Australian Open girls champion Townsend, the top seed, had the more difficult route, with a rare Coachella Valley spring rain storm on Friday forcing her to play both her semifinal and final matches on Saturday. She defeated unseeded
Mayo Hibi by a 7-6(0), 6-4 score in the morning's semifinal to book her place in the final opposite
Brooke Austin. Austin trailed No. 7 seed and
International Spring champion
Allie Kiick 5-1 when their semifinal match was suspended late Friday afternoon, but she came back Saturday morning to earn a 2-6, 6-2, 6-4 victory.
The unseeded Austin, 16, and Townsend, who would turn 16 in two days, hadn't played in over a year, primarily due to Austin's foot injury, which kept her out of the major ITF tournaments last fall and winter.
In the final, Austin opened with a break and took a 2-0 lead, only to lose the next four games, with multiple double faults in most of her service games. She didn't let that frustrate her however, and once Austin got the ball in play, she was pounding winners left and right. Down 2-4, Austin won the next four games to secure the first set, and Townsend knew she had to make changes.
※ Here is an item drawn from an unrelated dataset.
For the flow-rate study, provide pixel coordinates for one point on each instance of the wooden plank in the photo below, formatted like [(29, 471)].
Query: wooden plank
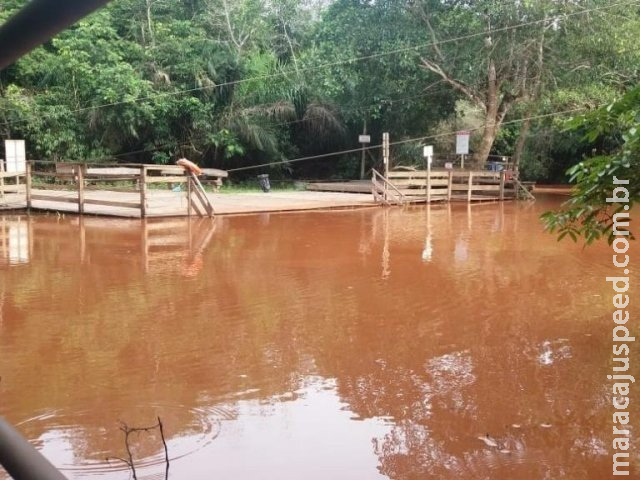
[(408, 183), (14, 188), (143, 191), (28, 185), (106, 172), (167, 179), (119, 178), (80, 191), (486, 188), (111, 203), (196, 207), (417, 174), (53, 198), (215, 172)]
"I was really upset at the end of the first because I had it at 4-2," said Townsend, a Stockbridge, Ga. resident who trains at the USTA's National Center in Boca Raton. "I went on the side, read my notes, closed my eyes and calmed down, tried to take it slower. She likes to rush, so I tried to take it slow and relax."
Austin takes the ball on the rise, which gives her opponent no opportunity to read and react to the ball, and she also wastes little time between points, which leads to the feeling she is always in control. In the second set however, Townsend found her own rhythm, and reeled off nine consecutive games to take a 3-0 lead in the third set.
"Taylor played really well the second set," said Austin, an Indianapolis resident who won the Easter Bowl 14s title in 2009. "I didn't play as well. But I was just trying to stay aggressive, and hopefully it would work, which it did a little bit."
Austin got back into the match in the third game of the final set, and although Townsend fought off two break points by serving and volleying to take that 3-0 lead, Austin had demonstrated she wasn't going away. She held and broke to get back on serve at 2-3 but that stretch of four straight breaks didn't end until Townsend served for the match at 5-3.
Townsend started with a double fault and was down 15-30 after Austin's return - her best shot all week - produced another winner. But Austin missed a forehand, then a backhand volley, giving Townsend a match point, which the left-hander converted when Austin missed on her forehand volley.
"When she would step in on the second serves, she was really putting a lot of pressure on me," said Townsend, who adjusted her serve in response to the winds that were gusting over 30 mph. "When she was hitting flat, directing it to my backhand, I wasn't getting to any of those shots, so I had to come up with some first serves, or some better second serves, which is what I did to close it out."